Less than a month after New York Attorney General Letitia James said she would be willing to seize former Republican President Donald Trump’s assets if he is unable to pay the $464 million required by last month’s judgment in his civil fraud case, Trump’s lawyers disclosed in court filings Monday that he had failed to secure a bond for the amount.
In the nearly 5,000-page filing, lawyers for Trump said it has proven a “practical impossibility” for Trump to secure a bond from any financial institutions in the state, as “about 30 surety companies” have refused to accept assets including real estate as collateral and have demanded cash and other liquid assets instead.
To get the institutions to agree to cover that $464 million judgment if Trump loses his appeal and fails to pay the state, he would have to pledge more than $550 million as collateral—“a sum he simply does not have,” reportedThe New York Times, despite his frequent boasting of his wealth and business prowess.
You don’t have the option of looking at a court judgement like an investment opportunity. This is a legal judgement. You don’t get to “hold onto cash” just because not having it would risk exposure or something.
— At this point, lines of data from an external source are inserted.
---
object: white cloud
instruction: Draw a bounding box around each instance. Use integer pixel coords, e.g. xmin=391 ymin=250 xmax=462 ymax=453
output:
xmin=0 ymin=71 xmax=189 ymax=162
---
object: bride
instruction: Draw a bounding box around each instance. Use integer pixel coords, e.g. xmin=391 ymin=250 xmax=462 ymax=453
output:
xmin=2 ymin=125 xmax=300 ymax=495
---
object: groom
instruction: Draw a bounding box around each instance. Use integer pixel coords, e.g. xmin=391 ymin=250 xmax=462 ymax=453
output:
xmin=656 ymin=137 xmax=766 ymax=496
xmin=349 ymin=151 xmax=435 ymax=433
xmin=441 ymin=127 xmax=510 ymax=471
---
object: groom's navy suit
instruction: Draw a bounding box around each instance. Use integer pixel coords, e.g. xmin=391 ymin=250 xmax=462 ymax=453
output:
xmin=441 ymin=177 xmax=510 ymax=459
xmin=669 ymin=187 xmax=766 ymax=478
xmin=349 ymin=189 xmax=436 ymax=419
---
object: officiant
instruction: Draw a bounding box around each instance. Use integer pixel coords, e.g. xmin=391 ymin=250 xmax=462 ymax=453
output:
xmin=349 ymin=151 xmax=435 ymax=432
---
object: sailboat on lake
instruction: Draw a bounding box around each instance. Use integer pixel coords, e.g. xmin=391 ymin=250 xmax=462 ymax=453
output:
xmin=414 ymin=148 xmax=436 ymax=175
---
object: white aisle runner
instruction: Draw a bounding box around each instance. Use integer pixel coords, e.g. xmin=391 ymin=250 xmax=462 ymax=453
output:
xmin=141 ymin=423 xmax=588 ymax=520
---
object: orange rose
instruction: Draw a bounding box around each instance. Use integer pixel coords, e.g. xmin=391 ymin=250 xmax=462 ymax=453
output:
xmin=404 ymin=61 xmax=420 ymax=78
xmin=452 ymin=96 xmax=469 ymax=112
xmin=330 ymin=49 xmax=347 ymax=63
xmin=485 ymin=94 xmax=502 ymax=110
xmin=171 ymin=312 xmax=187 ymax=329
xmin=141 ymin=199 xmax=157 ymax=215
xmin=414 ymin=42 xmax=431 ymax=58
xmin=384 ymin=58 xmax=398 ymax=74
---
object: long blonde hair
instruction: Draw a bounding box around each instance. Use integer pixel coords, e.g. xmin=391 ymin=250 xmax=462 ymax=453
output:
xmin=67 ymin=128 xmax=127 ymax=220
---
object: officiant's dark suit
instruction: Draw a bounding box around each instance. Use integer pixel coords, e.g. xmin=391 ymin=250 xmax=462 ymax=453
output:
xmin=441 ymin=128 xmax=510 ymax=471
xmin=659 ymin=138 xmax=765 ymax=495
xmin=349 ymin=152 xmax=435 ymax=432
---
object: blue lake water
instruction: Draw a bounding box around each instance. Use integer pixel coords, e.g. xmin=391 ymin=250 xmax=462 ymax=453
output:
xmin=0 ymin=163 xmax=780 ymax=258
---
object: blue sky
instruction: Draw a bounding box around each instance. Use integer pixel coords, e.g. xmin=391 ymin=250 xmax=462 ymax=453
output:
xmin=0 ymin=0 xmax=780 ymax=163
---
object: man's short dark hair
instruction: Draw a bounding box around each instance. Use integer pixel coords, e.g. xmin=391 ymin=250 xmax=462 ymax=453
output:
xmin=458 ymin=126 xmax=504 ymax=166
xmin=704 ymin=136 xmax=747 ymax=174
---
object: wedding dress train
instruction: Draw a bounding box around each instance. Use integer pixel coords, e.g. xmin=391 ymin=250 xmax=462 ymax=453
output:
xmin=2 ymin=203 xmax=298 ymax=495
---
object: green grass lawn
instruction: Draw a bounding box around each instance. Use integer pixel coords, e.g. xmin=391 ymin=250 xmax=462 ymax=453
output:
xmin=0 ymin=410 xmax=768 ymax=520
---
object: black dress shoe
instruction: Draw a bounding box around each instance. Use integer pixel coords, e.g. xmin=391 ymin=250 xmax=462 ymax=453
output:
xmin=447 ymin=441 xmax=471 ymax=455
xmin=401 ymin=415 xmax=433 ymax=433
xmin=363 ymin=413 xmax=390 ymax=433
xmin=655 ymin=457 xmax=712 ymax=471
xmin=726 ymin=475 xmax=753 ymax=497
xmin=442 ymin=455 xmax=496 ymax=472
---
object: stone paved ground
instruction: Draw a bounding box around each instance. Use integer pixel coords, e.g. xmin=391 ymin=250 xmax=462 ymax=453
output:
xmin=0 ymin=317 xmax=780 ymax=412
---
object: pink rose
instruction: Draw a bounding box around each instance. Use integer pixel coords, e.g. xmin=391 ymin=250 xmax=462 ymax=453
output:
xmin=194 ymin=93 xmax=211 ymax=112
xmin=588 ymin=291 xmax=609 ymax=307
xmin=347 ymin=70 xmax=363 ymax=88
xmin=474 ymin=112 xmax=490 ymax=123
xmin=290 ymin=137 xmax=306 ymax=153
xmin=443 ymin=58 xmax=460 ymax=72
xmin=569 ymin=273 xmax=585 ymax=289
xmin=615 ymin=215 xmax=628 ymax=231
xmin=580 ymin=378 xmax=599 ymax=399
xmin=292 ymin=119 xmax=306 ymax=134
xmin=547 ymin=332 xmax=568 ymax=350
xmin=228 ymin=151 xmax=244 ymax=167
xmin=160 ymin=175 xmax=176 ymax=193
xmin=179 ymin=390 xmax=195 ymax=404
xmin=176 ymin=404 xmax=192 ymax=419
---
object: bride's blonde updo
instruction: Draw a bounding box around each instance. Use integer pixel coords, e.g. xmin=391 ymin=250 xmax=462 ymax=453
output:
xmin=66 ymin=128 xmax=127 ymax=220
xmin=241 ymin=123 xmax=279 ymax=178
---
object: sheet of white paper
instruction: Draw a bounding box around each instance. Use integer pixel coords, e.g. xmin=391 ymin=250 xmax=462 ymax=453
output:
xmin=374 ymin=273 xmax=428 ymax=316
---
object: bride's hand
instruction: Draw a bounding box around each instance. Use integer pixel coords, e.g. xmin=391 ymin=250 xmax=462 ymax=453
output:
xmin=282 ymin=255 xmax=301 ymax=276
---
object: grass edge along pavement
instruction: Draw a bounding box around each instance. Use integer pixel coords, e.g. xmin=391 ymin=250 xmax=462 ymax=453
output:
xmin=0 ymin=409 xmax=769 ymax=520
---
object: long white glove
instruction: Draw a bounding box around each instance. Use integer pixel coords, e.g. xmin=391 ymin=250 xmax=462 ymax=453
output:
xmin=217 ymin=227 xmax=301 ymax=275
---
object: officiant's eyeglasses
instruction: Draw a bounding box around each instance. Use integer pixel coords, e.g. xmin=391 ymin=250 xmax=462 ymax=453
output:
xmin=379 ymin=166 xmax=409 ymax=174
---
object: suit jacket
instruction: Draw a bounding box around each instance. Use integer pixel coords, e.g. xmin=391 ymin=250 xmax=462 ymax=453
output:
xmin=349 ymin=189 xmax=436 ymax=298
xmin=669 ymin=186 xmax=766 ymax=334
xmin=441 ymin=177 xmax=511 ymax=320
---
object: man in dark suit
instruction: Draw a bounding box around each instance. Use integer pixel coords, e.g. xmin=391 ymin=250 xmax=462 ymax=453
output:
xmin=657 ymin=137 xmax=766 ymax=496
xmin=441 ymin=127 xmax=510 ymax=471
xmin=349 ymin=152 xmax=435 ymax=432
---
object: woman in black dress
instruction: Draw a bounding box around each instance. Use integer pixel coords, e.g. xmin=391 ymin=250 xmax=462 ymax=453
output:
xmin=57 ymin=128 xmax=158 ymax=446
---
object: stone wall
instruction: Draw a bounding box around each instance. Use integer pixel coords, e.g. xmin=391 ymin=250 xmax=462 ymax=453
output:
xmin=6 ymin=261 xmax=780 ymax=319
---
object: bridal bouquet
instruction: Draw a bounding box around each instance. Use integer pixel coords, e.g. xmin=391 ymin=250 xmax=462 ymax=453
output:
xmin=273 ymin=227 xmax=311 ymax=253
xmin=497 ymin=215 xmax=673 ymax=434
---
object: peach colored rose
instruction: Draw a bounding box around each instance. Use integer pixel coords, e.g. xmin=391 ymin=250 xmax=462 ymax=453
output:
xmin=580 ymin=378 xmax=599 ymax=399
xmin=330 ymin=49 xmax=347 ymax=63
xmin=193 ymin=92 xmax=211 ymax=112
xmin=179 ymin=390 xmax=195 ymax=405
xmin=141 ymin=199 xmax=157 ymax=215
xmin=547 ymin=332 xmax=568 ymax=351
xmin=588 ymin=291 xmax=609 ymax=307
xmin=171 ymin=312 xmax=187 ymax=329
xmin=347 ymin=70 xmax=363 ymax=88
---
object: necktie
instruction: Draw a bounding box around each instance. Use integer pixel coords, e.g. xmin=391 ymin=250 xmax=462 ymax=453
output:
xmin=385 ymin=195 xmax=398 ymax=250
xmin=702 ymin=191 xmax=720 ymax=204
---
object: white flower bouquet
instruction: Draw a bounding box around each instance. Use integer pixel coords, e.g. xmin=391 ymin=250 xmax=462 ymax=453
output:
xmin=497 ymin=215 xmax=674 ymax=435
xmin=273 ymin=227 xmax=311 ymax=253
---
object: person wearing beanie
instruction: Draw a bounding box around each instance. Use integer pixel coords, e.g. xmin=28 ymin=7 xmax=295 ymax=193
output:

You do this, or they start selling your assets off for an unflattering amount of money, and/or you can go to jail, or have all of the things you owned possessed and auctioned off to pay for the judgement.
The thing you don’t get to do is not pay.
This isn’t about him paying his legal bill, it’s about a bond to appeal.
Using all your cash to appeal is a bad idea for ANYONE
if you lose the appeal, you can then decide on your cash and asset mix to pay it off.
Edit: think about it this way. If you can put up asset collateral on a appeal that’ll take a year, that’s a whole year you could be earning interest on the cash and have cash for an emergency. Maybe you go half and half so you don’t risk as much of the other assets. Leaving yourself with no cash is just bad. He’s in a really bad situation so maybe he only has bad options, but that doesn’t mean it’s not bad.
That’s fair. You’re correct, I wasn’t thinking about it in that context.